The European Commission warned on Monday, August 22, that Mediterranean regions are threatened by an extraordinary drought until November. Almost half (47%) of the EU’s land area was exposed to so-called drought conditions in the first ten days of August. “Warning”, which recorded a significant lack of soil moisture, reported JRC, the Commission’s scientific research service. 17% are alerted that plants and crops are severely weakened by water shortages, up from 11% in early July.
henceforth, “After long, unusually dry streaks, normal conditions are expected across much of Europe from August to October”Underline the expertise of the JRC in a report. “It may not be enough to fully recover from the overall (rain) deficit for more than six months, but it will alleviate the critical conditions in many areas.”They say.

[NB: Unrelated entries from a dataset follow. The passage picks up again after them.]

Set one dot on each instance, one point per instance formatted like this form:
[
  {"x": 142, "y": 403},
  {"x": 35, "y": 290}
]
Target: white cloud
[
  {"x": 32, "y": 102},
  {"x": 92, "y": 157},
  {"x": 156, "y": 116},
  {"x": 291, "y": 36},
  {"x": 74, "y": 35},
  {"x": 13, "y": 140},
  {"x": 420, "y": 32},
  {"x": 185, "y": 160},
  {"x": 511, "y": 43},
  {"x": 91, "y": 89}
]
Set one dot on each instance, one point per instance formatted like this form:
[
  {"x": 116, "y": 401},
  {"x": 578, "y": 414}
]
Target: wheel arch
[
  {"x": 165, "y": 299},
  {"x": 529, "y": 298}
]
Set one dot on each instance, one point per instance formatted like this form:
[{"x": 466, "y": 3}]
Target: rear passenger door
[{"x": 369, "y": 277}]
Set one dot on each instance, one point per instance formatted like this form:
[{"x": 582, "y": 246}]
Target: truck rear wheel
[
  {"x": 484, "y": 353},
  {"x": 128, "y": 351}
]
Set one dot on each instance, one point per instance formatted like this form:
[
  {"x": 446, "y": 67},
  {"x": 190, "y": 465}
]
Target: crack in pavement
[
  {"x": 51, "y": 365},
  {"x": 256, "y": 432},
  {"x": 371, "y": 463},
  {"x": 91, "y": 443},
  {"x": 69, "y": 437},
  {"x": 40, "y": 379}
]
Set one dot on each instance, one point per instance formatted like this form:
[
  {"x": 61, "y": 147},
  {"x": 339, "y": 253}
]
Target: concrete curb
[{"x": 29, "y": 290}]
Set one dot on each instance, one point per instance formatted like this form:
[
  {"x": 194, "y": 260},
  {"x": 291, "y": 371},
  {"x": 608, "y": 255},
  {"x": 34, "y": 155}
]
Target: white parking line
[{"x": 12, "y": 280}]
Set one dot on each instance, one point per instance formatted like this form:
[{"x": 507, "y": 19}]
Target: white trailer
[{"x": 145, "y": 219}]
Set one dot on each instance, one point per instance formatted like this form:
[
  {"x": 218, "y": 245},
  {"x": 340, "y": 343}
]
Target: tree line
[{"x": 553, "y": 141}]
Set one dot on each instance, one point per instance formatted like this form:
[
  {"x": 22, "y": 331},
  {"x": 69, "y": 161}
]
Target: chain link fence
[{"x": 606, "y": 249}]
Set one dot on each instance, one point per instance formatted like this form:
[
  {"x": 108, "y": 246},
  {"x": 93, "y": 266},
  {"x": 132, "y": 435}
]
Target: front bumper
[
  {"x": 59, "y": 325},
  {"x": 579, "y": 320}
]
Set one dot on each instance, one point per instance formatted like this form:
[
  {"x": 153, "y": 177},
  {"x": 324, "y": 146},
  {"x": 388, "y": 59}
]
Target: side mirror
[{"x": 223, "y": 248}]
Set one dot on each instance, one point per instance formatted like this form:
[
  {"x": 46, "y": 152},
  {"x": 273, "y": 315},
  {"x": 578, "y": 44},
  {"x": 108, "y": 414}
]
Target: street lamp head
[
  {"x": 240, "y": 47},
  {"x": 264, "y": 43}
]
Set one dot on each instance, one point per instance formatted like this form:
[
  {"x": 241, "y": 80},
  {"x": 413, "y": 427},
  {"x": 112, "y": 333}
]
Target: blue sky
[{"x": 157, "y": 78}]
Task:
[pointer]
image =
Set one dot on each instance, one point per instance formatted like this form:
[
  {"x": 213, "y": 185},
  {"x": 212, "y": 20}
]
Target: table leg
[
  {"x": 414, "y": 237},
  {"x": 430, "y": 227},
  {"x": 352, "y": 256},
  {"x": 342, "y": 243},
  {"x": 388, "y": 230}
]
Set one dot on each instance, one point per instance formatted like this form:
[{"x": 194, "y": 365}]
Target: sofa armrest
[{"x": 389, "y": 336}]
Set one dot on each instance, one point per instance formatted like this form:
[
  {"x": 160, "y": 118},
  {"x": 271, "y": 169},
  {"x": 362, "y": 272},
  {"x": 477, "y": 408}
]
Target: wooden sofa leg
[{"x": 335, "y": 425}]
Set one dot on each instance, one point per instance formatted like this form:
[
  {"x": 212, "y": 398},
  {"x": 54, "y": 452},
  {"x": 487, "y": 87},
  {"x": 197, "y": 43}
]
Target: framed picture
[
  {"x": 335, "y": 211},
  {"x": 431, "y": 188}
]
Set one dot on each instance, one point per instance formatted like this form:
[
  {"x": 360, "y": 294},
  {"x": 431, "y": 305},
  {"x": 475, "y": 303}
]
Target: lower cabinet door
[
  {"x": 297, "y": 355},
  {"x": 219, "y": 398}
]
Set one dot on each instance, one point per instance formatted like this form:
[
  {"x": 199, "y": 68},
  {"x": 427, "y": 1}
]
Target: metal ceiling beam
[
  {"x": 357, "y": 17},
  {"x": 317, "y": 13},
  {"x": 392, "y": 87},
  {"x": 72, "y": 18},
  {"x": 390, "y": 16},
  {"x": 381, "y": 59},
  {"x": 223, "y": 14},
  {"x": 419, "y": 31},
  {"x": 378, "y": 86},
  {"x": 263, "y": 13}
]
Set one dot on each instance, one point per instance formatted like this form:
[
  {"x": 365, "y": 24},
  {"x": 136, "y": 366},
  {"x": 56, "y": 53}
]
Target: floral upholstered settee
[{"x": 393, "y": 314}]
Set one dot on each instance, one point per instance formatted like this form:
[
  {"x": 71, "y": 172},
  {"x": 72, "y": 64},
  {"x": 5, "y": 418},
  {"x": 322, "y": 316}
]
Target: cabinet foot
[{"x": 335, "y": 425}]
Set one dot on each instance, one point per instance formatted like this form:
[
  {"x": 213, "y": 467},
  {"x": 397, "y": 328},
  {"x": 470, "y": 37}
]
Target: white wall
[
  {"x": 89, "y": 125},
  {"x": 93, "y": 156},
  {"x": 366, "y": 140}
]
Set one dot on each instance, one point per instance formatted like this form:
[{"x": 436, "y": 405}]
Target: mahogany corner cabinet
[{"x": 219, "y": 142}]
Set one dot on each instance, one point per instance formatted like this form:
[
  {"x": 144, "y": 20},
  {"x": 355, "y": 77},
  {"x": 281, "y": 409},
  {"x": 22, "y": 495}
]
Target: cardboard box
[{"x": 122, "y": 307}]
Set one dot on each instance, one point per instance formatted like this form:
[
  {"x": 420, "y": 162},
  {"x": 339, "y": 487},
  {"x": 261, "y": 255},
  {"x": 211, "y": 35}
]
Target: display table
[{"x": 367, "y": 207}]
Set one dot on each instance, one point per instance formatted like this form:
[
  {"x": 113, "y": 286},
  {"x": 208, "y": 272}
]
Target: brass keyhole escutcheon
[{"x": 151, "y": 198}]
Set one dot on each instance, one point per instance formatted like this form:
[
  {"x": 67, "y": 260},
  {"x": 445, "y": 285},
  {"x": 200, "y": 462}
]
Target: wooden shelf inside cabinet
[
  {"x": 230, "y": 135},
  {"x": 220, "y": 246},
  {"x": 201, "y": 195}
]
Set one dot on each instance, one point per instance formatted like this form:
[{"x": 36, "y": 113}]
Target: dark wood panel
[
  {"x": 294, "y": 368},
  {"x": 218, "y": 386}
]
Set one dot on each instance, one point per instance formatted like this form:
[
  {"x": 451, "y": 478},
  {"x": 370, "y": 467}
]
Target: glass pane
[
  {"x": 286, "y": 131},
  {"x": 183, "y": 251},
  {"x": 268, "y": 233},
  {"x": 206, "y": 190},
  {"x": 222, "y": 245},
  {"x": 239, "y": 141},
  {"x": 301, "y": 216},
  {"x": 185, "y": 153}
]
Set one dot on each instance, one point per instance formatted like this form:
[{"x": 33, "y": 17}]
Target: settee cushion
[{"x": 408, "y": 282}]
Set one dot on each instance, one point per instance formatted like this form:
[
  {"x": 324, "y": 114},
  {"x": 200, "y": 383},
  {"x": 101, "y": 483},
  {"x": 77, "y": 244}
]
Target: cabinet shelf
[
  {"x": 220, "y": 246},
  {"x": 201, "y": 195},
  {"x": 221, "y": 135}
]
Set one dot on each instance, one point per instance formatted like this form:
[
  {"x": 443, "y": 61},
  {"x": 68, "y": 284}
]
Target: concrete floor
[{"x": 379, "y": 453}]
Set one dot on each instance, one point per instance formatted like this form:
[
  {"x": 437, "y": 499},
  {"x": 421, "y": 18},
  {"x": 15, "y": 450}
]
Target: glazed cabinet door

Already, the rainfall in mid-August “Could have alleviated drought conditions”too “In some areas, thunderstorms have caused damage and may have limited beneficial effects”. However, for the western Mediterranean regions “Warmer and drier than average conditions likely through November”And parts of Spain and Portugal are expected to continue to experience drought levels “Warning”JRC warns.
The report singles out the areas most affected by the lack of rainfall as central and southern Portugal, Spain, southern France, central Italy, southern Germany, as well as a wider area that includes Slovakia, Hungary, Romania and Moldova.
Scientists have linked this exceptionally hot and dry weather to global warming “Yield prospects for summer crops are significantly reduced”, heed the experts. According to the report, corn (yield 8.6% at EU level), sunflower (-5.5%) and soybeans (-9.6%) were the most affected. The final yield of the maize crop is currently expected to be 16% below the five-year average.